GET LIKE YOU WAS
“Get like you was before you got like you is.” Earl D.
Sometimes in life and in our work we wake up one day and we look back and we find that somehow we have slipped away from the real and important things that bring worth and value to our lives and to our work.
I like to describe the changes that seem to sneak up on us as creeping gradualism because that term describes the deceptively low speed way that positives or negatives enter into our lives, our families, our departments, our fire companies and our fire company shifts.
The GOOD NEWS is that creeping gradualism is reversible and so is the loss of the feelings of completeness, fulfillment, excitement and enrichment.
“Get like you was before you got like you is.”
What brought you to the Fire Service and what makes you stay? Do you still possess the excitement for providing service and for doing so a bit better or a bit quicker each time? Does the making of a stranger’s bad day better still fit into your service model? Is a call for service still a cry for help to you or has it become a nuisance call or an annoyance that pulls you away from your day to day me, me, me world?
I never waited for inspiration or motivation to fall down from the sky upon me and nor did I ever place the expectation or the burden upon any Administrator to provide me with everything that I required for development, well being, contentment or to define for me a worthwhile mission, a set of unwavering core values and principles or a vision of what the Fire Service was, is or can be. I got all of that from the good feeling of serving, a respect for those who served before me, caring about those who currently serve with me and from the appreciation of those who were served.

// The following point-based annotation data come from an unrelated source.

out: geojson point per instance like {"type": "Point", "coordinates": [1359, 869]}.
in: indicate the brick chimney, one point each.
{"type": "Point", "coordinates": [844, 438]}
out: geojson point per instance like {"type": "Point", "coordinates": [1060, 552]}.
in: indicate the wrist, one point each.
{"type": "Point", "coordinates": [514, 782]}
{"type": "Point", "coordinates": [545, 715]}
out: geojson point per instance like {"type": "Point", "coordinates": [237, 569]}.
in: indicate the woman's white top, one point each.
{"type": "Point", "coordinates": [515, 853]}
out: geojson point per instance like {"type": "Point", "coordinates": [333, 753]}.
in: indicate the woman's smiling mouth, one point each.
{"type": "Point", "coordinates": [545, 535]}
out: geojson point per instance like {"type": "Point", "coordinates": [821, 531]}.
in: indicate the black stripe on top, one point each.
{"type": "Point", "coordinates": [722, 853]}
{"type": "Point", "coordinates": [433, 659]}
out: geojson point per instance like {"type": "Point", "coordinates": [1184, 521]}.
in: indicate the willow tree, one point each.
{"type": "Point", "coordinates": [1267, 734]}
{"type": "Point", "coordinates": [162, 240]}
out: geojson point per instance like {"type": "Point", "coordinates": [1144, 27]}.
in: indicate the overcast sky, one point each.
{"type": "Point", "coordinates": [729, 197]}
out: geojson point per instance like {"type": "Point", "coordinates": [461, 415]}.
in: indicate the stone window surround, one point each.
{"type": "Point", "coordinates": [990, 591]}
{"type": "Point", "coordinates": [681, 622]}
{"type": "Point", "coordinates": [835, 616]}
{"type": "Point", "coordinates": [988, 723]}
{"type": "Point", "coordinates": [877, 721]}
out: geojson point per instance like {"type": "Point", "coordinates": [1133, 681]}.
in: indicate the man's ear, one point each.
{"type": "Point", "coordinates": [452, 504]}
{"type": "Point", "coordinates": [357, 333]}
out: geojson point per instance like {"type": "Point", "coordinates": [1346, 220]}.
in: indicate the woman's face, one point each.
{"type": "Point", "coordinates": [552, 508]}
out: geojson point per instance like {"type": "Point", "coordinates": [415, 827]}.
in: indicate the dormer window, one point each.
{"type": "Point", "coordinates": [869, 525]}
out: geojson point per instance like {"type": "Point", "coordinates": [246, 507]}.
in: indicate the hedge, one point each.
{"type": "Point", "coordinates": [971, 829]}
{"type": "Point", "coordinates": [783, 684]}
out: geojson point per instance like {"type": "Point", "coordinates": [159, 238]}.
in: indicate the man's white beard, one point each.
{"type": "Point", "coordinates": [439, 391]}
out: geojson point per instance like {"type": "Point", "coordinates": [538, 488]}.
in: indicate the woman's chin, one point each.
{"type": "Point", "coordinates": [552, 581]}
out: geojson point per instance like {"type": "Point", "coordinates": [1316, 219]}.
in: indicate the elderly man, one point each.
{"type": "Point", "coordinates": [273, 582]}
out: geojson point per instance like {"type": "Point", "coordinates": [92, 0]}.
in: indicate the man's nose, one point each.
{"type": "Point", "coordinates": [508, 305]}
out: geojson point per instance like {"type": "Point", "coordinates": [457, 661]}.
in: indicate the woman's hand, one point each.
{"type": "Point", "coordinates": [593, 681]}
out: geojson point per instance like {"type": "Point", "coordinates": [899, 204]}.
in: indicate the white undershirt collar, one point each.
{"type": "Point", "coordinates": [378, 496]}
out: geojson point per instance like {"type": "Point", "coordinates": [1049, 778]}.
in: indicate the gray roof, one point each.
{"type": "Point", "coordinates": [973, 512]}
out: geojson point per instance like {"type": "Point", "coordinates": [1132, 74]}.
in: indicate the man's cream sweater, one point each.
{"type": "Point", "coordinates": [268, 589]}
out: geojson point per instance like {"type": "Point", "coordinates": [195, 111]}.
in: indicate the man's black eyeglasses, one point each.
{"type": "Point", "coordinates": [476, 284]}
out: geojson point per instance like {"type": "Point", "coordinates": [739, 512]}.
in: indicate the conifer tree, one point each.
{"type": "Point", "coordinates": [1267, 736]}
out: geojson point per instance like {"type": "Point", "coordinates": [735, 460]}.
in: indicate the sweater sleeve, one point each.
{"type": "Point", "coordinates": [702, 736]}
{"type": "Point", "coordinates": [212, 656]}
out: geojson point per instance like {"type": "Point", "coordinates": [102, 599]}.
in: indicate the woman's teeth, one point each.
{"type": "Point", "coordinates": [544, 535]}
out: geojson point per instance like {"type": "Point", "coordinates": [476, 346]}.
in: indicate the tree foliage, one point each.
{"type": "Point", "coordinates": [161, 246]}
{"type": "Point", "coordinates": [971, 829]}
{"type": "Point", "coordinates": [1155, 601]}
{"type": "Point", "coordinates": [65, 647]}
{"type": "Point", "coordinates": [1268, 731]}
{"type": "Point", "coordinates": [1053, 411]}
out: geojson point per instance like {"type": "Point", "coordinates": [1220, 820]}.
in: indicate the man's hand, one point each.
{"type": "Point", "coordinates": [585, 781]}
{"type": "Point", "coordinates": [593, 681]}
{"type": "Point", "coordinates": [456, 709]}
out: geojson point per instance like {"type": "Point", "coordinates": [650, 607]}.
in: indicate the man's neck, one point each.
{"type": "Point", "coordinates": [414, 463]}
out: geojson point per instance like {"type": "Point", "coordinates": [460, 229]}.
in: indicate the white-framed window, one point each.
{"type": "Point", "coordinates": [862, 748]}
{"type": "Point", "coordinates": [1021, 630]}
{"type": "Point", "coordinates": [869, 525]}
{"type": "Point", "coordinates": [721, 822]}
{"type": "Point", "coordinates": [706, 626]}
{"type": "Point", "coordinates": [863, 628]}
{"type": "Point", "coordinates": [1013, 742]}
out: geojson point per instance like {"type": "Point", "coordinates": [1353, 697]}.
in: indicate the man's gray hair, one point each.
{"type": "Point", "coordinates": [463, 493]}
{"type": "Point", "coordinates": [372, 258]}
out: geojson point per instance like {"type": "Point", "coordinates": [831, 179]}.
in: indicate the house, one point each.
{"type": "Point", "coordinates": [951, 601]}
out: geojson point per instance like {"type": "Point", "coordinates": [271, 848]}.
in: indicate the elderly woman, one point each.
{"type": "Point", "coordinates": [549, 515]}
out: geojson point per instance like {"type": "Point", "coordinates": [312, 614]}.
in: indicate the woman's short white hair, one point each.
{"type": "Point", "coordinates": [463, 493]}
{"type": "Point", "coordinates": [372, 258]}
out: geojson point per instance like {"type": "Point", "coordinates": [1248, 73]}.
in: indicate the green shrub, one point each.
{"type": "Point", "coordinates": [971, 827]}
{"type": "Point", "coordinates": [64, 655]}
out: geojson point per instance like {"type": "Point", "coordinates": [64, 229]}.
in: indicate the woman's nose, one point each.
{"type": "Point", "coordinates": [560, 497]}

Some would say that I write IN THESE BOOTS and that I talk and live from a silver spoon position and that I don’t understand. I do understand and my life and my career in the Fire Service were filled with the same challenges that you face today or will face tomorrow. I made and still make mistakes, I suffered personal tragedy and then personal tragedy again, I was skipped for promotion and I was assigned to crews that made me wonder if the circus had left town and forgot to take their clowns.
I always pulled up my boots as best I could, I tried to only make new mistakes and eventually the clowns stopped clowning or they boarded the next train in search of someone with a higher tolerance for their bovine scatology and their silly jokes and their lack of personal pride and appreciation for a job well done.
The importance of understanding balance in life and in work is paramount to enjoyment and success in both. It is the finding of our balance that causes us to self examine, to fight off gradualisms and to make the YOU turns and adjustments as often as necessary to maintain it.
By simply trying to take care of a small piece of the pie, I hope that I left each place a bit better than I found it. If I did accomplish that, everyone had a better balance and an understanding of Get like you was before you got like you is.
Do you know what your piece of the pie looks like?
Are young people watching you as an example and what do they see?
Attitude isn’t everything, it’s the only thing.
If you interviewed today, would you be hired, would you be promoted? Get like you was.
Has success crept in or are you still looking up and waiting for someone to do it for you?
Are people laughing with you and your clown troop or at you?
How was it when you found it? How good is it now? How great can it be?
Have you become tired of feeling good?
Get like you was.
Have a great day – it’s a GREAT day for it.
Comment
Great post Warren! I have been to both ends of the spectrum. I have been like I was, and I have been like I was before I went back to the way that I was. I spent many years in a house with those same clowns and I allowed them to drag me down. However, I have made the change to get back to the enjoyment of this wonderful profession. I hope that many more hear this message for what it is, and to sum it up leave this service better than it was when you started. Have a great attitude and remember we are here to serve the public. I enjoyed reading your post and what a great message.